My journalistic debut coincides with the tragic era of the Rwandan genocide and the very creation of the Foundation. As a Swiss journalist, it's impossible to ignore this wonderful project and its founders, including Philippe Dahinden, whom I had the chance to meet. By a chance of life, I remembered recently, that one of the first articles I wrote was devoted to "Radio Hirondelle". The longetivity and rigorous development of its projects, as well as the idea behind the Foundation (contributing to the maintenance of peace by offering unbiased information to an audience facing major trauma), and the training of journalists in the South, all of this could only speak to someone who likes to project elsewhere. Back in Switzerland, after 4 years spent in Paris as a correspondent for the RTS, I wanted to return to more complex contexts in order to contribute to a transmission project in the countries that need it most. This will, if I can say it that way, I've always had it: for more than 10 years, I collaborated at the North-South Media Festival, as well as at the Geneva Film Festival on Human Rights (FIFDH) . In 2018, it seemed to me that the time had come to answer this intimate call.
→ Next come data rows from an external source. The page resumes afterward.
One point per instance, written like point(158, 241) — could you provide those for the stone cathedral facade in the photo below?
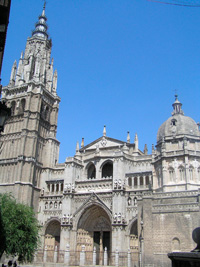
point(110, 194)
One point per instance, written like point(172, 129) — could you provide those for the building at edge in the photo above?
point(110, 194)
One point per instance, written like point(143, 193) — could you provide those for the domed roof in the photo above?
point(178, 124)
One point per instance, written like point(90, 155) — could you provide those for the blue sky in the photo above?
point(119, 63)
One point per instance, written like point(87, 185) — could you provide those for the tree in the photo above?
point(19, 229)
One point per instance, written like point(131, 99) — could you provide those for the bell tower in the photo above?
point(28, 143)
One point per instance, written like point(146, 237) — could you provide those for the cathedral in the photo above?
point(110, 195)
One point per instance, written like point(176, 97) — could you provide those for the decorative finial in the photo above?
point(128, 137)
point(136, 142)
point(77, 146)
point(45, 2)
point(41, 25)
point(145, 149)
point(177, 106)
point(82, 143)
point(104, 130)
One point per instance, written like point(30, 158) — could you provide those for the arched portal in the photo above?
point(94, 230)
point(107, 169)
point(134, 237)
point(52, 235)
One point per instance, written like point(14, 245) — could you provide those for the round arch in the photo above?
point(107, 169)
point(52, 234)
point(94, 230)
point(133, 231)
point(91, 170)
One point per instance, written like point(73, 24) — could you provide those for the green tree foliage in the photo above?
point(19, 229)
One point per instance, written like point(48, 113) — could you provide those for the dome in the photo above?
point(178, 124)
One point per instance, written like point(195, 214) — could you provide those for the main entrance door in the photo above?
point(96, 227)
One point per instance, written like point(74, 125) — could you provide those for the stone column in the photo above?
point(129, 258)
point(55, 256)
point(138, 178)
point(82, 256)
point(117, 258)
point(105, 263)
point(94, 258)
point(67, 255)
point(45, 254)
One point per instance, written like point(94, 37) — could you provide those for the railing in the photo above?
point(86, 258)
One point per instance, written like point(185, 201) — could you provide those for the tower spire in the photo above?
point(41, 25)
point(177, 106)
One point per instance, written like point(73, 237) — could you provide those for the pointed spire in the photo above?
point(41, 25)
point(128, 138)
point(104, 130)
point(82, 143)
point(145, 149)
point(77, 146)
point(55, 77)
point(136, 142)
point(19, 69)
point(153, 149)
point(13, 73)
point(177, 107)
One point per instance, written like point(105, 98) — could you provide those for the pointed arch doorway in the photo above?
point(94, 230)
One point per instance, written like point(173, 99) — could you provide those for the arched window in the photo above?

So I happily seized the opportunity of this editorial position, when the opportunity arose.

What challenges do you see in the exercise of journalism in crisis contexts, and what role do you see for it in these contexts?
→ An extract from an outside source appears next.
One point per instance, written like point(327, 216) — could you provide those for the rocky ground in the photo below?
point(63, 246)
"The first casualty of War is Truth". This phrase often comes back to my mind. What would we do, us who fortunately have never known war, if we were in the situation of all these people lost in a conflict of which they do not see the end? Without reference, without protection, without right, without care? What would we do if we would have to face a deadly famine in a forgotten region of the world? If our children were deprived of school for years, as I saw in Afghanistan, in some FARC areas in Colombia or today in Syria? How would we react if, as I saw in Sierra Leone, the man who cut your forearms with a machete lived with impunity in your neighborhood? How to fix, how to repair when you are in mourning or when you have been raped? How to start the essential resilience? I remember, at the fall of Timbuktu, these women raped under the occupation, who ended up confiding to us, me and my cameraman, two white men, because they had no other person to confide their pain. In countries where education is so lacking, where epidemics and pandemics occur in sometimes inaccessible areas, information is crucial. But the stakes are high because it involves a journalistic culture that is not obvious in countries where the regimes have maintained - and still maintain - ignorance and opacity. Territories where the one who carries a truth is intimidated, imprisoned, tortured and sometimes killed. The challenge to inform impartially in these contexts is to have a media that has the confidence of those who listen to it. To convince all parties of the interest of informing. To contribute to improving the living together, dialogue and understanding of a society, if only to prevent the worst. This involves the training of journalists and newsrooms on the spot, which represents another major, indispendable and exciting issue.